Kant, a teologia cristã e o amor romântico serão os três vilões que surgem depois disso. Contra eles, um dos momentos mais espetaculares e imprevisíveis do livro: a recuperação da categoria marxista de proletariado. Como sinônimo dos despossuídos, como índice dos desinstitucionalizados, como força universal de transformação política, movida pela antipredicação, tal classe é reinventada para além de sua dicotomia tradicional com a burguesia e para além de sua redução ao trabalhador industrial. Surpreende ainda a elucidação, nessa parte do texto, de uma de suas teses mais controversas, apresentada em A esquerda que não teme dizer seu nome (Três Estrelas, 2012), acerca da importância da indiferença como condição de autonomia da política diante da cultura e da economia. Aclara-se aqui por que as lutas culturais, expressas em movimentos como o feminismo, os grupos que pleiteiam a ampliação de direitos dos gêneros ou a mobilização contra a opressão de negros e outras minorias étnicas, são um momento estratégico do esforço de reinvenção da política, mas não um fim em si mesmo. Também a mobilização em torno do progresso na distribuição de renda e na equidade de acesso a bens simbólicos como educação e saúde não deveriam subsumir todo nosso horizonte político. Mais além dessas duas estratégias necessárias e imprescindíveis está a dissolução do nosso modo de experimentar a propriedade, a começar pela propriedade de nossos corpos. Ou seja, se trata de uma política para além do pressuposto de identidade:
“Ela [a indeterminação] libera os conflitos de reconhecimento do terreno das diferenças culturais, com seus processos de construção e afirmação de identidades enquanto atributos da pessoa, nos abrindo a possibilidade de fundar ontologicamente uma zona de reconhecimento propriamente política”. É aqui que a tese sobre o desamparo, como experiência produtiva de indeterminação, o grau zero de nossos afetos e razão elementar de nosso mal-estar, rende os melhores frutos. É aqui que Vladimir não se coloca apenas como alguém capaz de conjurar velhos monstros do passado como Hegel e Marx, Freud e Adorno ou Bataille e Lacan, mas de pensar nossa época e sua profunda insatisfação com as limitações da forma partido, ou seja, tanto da política institucionalizada nas democracias liberais quanto de seus suplementos multiculturalistas. Quem está esperando mais um lance no duelo entre esquerda e direita será surpreendido com o convite para uma nova geografia.

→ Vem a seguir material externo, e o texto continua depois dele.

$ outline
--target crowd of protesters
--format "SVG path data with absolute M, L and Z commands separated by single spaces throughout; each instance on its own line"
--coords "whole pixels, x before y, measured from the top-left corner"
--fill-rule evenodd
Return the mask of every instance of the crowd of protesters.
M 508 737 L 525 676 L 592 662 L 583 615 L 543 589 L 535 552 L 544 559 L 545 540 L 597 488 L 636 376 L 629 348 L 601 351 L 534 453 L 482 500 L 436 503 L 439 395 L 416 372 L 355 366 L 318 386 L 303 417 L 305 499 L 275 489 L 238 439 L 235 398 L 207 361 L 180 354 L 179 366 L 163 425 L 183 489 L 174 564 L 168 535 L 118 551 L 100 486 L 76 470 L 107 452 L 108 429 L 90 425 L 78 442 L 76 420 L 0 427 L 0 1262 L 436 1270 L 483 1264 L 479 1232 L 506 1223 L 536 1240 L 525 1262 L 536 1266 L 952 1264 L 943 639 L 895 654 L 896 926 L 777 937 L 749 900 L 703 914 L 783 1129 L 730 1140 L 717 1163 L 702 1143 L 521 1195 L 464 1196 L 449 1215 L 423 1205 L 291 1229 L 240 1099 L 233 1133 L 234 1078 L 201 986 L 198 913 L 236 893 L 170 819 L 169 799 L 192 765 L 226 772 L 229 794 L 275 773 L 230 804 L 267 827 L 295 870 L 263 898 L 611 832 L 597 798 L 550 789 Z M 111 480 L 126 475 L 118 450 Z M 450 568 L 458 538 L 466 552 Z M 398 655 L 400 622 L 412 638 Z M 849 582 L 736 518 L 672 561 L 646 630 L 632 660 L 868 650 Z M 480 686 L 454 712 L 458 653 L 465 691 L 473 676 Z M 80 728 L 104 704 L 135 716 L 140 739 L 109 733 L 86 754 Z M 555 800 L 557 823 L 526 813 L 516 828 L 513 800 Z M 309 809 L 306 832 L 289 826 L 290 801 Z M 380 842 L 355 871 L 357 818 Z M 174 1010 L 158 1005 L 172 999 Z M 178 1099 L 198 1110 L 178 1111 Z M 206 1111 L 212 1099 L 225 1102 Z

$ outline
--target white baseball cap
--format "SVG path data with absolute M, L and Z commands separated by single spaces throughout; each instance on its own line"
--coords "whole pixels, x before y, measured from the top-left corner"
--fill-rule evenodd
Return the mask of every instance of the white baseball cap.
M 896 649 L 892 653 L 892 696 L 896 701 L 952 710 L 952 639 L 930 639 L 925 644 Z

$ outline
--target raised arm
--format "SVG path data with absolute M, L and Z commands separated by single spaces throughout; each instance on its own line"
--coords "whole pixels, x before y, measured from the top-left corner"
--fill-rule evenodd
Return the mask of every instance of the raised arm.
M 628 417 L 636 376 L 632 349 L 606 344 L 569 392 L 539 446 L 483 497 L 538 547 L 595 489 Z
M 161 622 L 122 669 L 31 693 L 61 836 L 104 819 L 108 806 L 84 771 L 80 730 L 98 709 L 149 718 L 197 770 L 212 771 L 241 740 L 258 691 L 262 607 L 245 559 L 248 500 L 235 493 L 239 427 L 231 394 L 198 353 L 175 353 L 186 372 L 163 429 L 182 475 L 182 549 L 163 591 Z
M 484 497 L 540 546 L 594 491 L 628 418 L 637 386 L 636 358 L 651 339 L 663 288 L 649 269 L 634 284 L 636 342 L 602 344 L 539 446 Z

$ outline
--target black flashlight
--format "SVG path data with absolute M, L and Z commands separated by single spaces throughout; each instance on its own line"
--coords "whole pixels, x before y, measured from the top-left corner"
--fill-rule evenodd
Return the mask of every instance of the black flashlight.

O universalismo negativo do pensamento de Safatle é uma espécie de bala de prata contra o vampirismo que tem se aproveitado da renovação do pensamento de esquerda para manter viva a caça aos comunistas, como inimigos necessários para uma política do ódio. Esse universalismo aparece na recuperação crítica da noção de vida e de anomalia, retomadas do epistemólogo da Biologia, Georges Canguilhem. Esse universalismo aparece ainda em sua crítica da pequena política baseada na confrontação de unidades particulares de gozo. Ele prospera também nessa versão não liberal do corpo e dos afetos como fonte primeira e última de nossa relação com a liberdade. Liberdade que será encontrada e rediviva naquela figura que imaginariamente melhor representa sua negação, a saber, o desamparo. Como o herói bíblico de Jó; como Kierkegaard, o amante às voltas com a repetição; como o Lumpenproleteriat de Marx, como o sujeito lacaniano sem predicados, a figura teórica da despossessão atravessa o livro. Ela nos provoca e nos ensina que é preciso inventar uma nova modalidade de ter, de possuir, de se apropriar das coisas, das ideias, das pessoas e de si mesmo. Ali onde nosso judicialismo patológico só consegue ver contratos e indivíduos, ali onde há um infinito de responsabilidades por vir. Só ao final entende-se por que o livro abre com Kafka, de O processo e os seus juízes leitores de pornografia barata. É porque Safatle quer libertar a política de sua condenação a ser mera reinvindicação de ampliação de direitos, por meio de grupos organizados, dirigidos por interesses e afetos comuns.